The society hosted a panel at the 2015 IRE Conference and highlighted four areas of coverage for reporters to focus on:

  • Dam safety
  • Manure pollution from dairy farms, the people and animals it hurts and the powerful lobbyists in the dairy industry
  • Pipeline safety
  • Outdated formulas some states use that let corporations and others pollute waterways based on an estimate of how often people eat fish. The less people eat fish, the more pollution can be dumped into the water. These formulas were set decades ago and don’t reflect the spike in fish consumption, said panelist Robert McClure.

Through his reporting, McClure, who runs the nonprofit newsroom InvestigateWest, produced a series of stories that found poor Native Americans primarily eat fish from polluted waterways in the Pacific Northwest.
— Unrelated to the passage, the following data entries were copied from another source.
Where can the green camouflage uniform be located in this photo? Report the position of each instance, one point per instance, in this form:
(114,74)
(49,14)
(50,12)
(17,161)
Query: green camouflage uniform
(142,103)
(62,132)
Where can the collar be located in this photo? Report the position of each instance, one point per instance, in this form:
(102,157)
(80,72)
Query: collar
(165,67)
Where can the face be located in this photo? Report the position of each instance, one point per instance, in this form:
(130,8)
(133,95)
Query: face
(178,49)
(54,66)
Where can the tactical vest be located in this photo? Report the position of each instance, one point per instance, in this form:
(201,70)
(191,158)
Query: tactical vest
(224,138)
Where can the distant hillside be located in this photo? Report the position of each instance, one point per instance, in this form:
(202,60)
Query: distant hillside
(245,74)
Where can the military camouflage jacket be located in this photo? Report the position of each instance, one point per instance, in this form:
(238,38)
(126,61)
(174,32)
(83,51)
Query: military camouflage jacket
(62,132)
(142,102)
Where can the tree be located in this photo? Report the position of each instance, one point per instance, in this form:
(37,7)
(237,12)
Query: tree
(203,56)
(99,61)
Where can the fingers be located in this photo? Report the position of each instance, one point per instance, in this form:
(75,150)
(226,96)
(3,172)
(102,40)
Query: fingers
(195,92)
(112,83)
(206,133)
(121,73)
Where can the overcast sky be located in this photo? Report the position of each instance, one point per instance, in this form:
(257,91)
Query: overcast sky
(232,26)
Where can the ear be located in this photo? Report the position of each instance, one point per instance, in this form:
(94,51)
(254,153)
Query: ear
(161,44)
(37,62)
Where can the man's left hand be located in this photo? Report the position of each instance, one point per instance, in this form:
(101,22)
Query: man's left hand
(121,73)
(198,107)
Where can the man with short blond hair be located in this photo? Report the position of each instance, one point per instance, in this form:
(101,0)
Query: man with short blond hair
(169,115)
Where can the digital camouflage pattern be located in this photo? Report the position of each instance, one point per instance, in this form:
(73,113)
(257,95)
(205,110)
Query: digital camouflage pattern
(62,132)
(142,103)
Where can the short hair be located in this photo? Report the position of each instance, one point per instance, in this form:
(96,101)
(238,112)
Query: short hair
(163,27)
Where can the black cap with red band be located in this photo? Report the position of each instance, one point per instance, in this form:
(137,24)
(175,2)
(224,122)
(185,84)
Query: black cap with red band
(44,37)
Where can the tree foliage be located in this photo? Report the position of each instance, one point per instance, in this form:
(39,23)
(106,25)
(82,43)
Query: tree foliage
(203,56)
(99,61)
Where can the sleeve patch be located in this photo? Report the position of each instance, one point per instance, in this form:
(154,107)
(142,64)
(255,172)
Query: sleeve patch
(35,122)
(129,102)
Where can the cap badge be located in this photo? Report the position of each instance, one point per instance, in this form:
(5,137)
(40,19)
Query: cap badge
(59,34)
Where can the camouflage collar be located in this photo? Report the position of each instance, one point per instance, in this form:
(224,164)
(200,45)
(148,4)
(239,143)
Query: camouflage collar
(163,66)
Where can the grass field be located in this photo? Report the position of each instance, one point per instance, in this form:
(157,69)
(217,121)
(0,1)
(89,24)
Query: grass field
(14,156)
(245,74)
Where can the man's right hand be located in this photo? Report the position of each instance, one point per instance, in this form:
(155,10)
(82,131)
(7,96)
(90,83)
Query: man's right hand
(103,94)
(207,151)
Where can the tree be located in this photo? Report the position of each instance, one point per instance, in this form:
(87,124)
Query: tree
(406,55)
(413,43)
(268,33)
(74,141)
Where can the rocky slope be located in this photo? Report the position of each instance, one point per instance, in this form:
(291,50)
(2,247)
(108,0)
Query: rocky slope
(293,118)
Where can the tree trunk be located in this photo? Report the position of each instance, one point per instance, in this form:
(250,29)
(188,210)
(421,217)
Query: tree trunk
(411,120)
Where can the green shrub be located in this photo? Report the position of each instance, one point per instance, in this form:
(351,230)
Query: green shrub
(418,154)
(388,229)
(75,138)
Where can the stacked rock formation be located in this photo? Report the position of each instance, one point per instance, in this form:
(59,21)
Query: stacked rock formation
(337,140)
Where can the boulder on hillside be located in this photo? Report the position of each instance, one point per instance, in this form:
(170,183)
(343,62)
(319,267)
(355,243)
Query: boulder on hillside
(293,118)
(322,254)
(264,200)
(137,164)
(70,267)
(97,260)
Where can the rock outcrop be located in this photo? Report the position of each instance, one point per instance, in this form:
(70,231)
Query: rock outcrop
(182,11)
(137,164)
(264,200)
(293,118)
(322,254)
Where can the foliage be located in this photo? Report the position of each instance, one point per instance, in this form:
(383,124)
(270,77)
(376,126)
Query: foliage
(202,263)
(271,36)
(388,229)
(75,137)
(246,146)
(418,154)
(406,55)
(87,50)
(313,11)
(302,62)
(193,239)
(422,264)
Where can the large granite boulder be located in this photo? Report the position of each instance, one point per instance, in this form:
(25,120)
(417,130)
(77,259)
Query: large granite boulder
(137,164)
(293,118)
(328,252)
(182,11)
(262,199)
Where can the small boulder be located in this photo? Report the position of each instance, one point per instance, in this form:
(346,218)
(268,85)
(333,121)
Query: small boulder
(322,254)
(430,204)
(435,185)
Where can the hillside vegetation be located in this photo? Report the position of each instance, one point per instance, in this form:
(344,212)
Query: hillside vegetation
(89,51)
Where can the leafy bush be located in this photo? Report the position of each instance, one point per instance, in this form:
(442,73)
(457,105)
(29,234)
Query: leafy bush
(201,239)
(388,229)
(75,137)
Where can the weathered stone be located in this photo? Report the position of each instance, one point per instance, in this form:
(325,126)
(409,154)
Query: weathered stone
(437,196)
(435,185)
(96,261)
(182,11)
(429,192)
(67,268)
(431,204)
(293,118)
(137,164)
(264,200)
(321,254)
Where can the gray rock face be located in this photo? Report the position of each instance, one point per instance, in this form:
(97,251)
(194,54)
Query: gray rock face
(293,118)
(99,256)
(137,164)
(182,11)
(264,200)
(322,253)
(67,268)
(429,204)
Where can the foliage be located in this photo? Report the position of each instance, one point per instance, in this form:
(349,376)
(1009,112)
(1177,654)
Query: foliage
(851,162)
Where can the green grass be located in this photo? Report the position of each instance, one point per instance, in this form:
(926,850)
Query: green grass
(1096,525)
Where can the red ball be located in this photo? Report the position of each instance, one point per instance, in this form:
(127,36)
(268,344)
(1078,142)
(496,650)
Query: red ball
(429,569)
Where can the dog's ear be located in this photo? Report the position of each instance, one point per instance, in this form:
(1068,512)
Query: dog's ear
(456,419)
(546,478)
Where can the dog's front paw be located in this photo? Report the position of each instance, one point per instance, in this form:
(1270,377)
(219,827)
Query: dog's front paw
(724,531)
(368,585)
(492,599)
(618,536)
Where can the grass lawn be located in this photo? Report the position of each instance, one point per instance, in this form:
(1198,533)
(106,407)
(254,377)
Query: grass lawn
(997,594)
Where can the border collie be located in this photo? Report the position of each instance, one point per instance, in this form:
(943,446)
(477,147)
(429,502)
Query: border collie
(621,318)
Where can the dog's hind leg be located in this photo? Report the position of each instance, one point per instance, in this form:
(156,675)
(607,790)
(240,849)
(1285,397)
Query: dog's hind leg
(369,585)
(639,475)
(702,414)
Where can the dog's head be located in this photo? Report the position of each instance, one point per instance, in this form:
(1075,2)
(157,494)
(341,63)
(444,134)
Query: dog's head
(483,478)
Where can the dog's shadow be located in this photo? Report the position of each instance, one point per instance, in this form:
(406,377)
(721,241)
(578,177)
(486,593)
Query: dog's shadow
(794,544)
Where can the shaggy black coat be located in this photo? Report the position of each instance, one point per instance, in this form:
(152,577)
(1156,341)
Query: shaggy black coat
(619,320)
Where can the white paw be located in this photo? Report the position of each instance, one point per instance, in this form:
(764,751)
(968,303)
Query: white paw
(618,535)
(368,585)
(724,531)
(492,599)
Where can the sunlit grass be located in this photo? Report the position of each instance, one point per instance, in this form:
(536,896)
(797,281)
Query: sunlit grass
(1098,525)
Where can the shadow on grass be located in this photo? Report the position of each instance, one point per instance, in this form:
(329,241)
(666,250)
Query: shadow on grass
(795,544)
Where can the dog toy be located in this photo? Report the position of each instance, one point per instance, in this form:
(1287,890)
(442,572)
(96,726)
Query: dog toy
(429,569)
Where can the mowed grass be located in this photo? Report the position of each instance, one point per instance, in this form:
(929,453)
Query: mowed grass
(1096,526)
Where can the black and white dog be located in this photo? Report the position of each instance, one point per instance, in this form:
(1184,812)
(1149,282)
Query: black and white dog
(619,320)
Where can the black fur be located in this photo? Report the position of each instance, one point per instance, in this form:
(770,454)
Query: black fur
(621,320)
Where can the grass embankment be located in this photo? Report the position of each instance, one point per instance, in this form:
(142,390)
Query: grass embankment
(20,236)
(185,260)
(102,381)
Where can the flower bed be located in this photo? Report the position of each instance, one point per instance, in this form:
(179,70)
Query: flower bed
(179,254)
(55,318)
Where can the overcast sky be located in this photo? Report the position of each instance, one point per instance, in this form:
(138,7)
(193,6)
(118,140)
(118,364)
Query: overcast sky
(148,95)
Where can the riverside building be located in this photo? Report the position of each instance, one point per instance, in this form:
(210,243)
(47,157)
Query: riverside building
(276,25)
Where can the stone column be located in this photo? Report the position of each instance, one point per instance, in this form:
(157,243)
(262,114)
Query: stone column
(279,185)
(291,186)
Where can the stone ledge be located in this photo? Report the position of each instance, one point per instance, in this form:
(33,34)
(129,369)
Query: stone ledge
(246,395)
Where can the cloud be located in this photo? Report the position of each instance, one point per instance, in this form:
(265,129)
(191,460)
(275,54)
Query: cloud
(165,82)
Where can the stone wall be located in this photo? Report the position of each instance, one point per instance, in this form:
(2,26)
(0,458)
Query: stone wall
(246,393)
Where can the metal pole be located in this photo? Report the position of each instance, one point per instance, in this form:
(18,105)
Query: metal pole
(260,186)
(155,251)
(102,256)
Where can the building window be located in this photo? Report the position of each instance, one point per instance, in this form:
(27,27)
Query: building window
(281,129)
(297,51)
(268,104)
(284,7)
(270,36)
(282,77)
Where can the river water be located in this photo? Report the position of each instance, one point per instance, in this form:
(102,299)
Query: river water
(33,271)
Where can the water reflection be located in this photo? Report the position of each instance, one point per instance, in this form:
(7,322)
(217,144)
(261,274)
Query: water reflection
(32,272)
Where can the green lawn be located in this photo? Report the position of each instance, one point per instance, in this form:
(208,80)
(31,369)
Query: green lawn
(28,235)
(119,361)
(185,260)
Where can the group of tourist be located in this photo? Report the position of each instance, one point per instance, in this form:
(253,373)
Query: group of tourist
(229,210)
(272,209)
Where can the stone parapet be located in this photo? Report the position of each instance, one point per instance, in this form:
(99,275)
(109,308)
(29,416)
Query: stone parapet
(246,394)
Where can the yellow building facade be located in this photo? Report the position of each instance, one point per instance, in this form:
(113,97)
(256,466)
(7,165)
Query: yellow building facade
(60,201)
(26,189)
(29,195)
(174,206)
In writing stories like this, don’t concentrate on averages, but focus on who is eating the fish, McClure said.

"(It’s) those poor people fishing in the local waterways that are the story to me," he said.

Davis said dam safety is a critical issue, pointing to dams that collapsed in Texas in recent weeks from heavy flooding. He said dams typically fail due to bad engineering, inadequate maintenance, neglect and rainstorms. 

Despite limited government data on dam safety, Davis highlighted tools journalists could use to bolster their reporting, including dam and related databases at www.sej.org/dams

"If we’re trying to save lives, it might be better people know about unsafe dams and where to go when the alarm sounds," Davis said.

With pipeline coverage, it’s important to know the kinds of pipelines running through your community, what they carry and whether they are classified as hazardous, said panelist Naveena Sadasivam, an environmental reporter at InsideClimate News.

Keep in mind how often pipelines are inspected, who inspects them (the company who owns them or a regulatory agency), whether companies are directed to send data to state or federal regulators and whether state and federal regulators treat them equally, she said. 

There are 2.5 million miles of gas and liquid pipelines, so there’s a pipeline safety story near you, she said.

"When they’re operating and they’re operating safely, no one realizes that there are pipelines on the ground — you know, out of sight, out of mind," said Sadasivam, who has covered her share of pipeline explosions and breaks. "But when there is an incident, it can be catastrophic."